Unlike the parrot in the Monty Python sketch, OpenStack is not dead.

Mitch Wagner, Executive Editor, Light Reading

April 6, 2017

4 Min Read
Rackspace: OpenStack's Death Is #FakeNews

Unlike the parrot in the Monty Python sketch, OpenStack is not dead.

Rackspace is pushing back against reports that OpenStack is dead. The open source project is thriving as a platform for private cloud, the company says.

In a blog post with a great headline -- "More #FakeNews: The Death of OpenStack," -- Rackspace says reports of the software's death are attributable to narrowed focus. Advocates initially pitched OpenStack as a general-purpose public cloud platform and Amazon Web Services Inc. (AWS)-killer. Instead, OpenStack has more limited -- but still productive use -- as a powerful platform for private cloud, for enterprises and telecoms willing to put in the work to get it up and running.

According to the blog post signed by Scott Crenshaw, Rackspace senior vice president for strategy and product:

Over the last two years, there have been articles in the press suggesting OpenStack is in trouble.
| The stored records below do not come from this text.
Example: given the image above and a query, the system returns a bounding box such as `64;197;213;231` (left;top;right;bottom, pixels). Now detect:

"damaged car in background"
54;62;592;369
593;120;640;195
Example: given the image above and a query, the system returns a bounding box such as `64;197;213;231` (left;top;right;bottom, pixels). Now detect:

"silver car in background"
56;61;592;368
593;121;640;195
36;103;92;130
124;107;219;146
These reports typically cite vendors who are exiting the market or laying off OpenStack employees. Let's get real here: HPE's divestiture of Helion is no more a harbinger of OpenStack's demise than its divestiture of Vertica foreshadows the end of the Big Data market. Similarly, Mirantis' widely publicized layoffs don't indicate a decline in OpenStack demand; instead, its newfound focus on managed services shows a shift in that demand.

Clickbait headlines aside, the facts are clear: OpenStack deployments are growing. It is becoming a standard cloud platform for corporations of all sizes, which are consistently growing their usage of OpenStack. That trend is born out at Rackspace, where we're seeing dramatic growth in our customers' usage of OpenStack.
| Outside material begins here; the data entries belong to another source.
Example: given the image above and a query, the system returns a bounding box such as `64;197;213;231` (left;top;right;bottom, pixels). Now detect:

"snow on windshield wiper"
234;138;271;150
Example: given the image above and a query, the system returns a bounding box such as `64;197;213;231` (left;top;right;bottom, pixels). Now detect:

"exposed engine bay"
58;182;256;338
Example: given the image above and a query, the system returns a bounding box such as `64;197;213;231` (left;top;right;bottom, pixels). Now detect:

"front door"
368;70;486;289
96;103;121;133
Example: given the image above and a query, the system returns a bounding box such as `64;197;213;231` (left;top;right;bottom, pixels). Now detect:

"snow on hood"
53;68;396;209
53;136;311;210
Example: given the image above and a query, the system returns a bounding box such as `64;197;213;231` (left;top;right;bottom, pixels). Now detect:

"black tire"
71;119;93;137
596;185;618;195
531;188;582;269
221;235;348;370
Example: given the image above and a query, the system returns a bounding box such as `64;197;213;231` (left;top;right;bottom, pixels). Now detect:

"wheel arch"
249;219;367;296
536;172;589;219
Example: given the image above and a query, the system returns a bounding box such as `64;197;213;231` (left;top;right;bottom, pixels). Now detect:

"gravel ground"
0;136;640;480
Is Rackspace an impartial OpenStack observer? Nope. Does Rackspace stand to lose a lot of money if OpenStack is perceived as dying? You bet it does.

But Rackspace's observations match what I'm seeing in the marketplace. On the one hand, OpenStack is a small niche market compared with the public cloud giants.

Figure 1: Unlike the parrot in the Monty Python sketch, OpenStack is not dead. (Source: David Holt, "Monty Python Dead Parrot Tower Bridge," [CC BY 2.0]) Unlike the parrot in the Monty Python sketch, OpenStack is not dead.
(Source: David Holt, "Monty Python Dead Parrot Tower Bridge," [CC BY 2.0])

On the other hand, the niche is large enough to sustain OpenStack development. And for organizations that need what OpenStack promises, OpenStack delivers. OpenStack allows organizations to build private cloud infrastructure that provides the efficiency and scalability of public cloud, with the control of on-premises IT. Organizations deploying OpenStack have specialized needs that the public cloud doesn't provide.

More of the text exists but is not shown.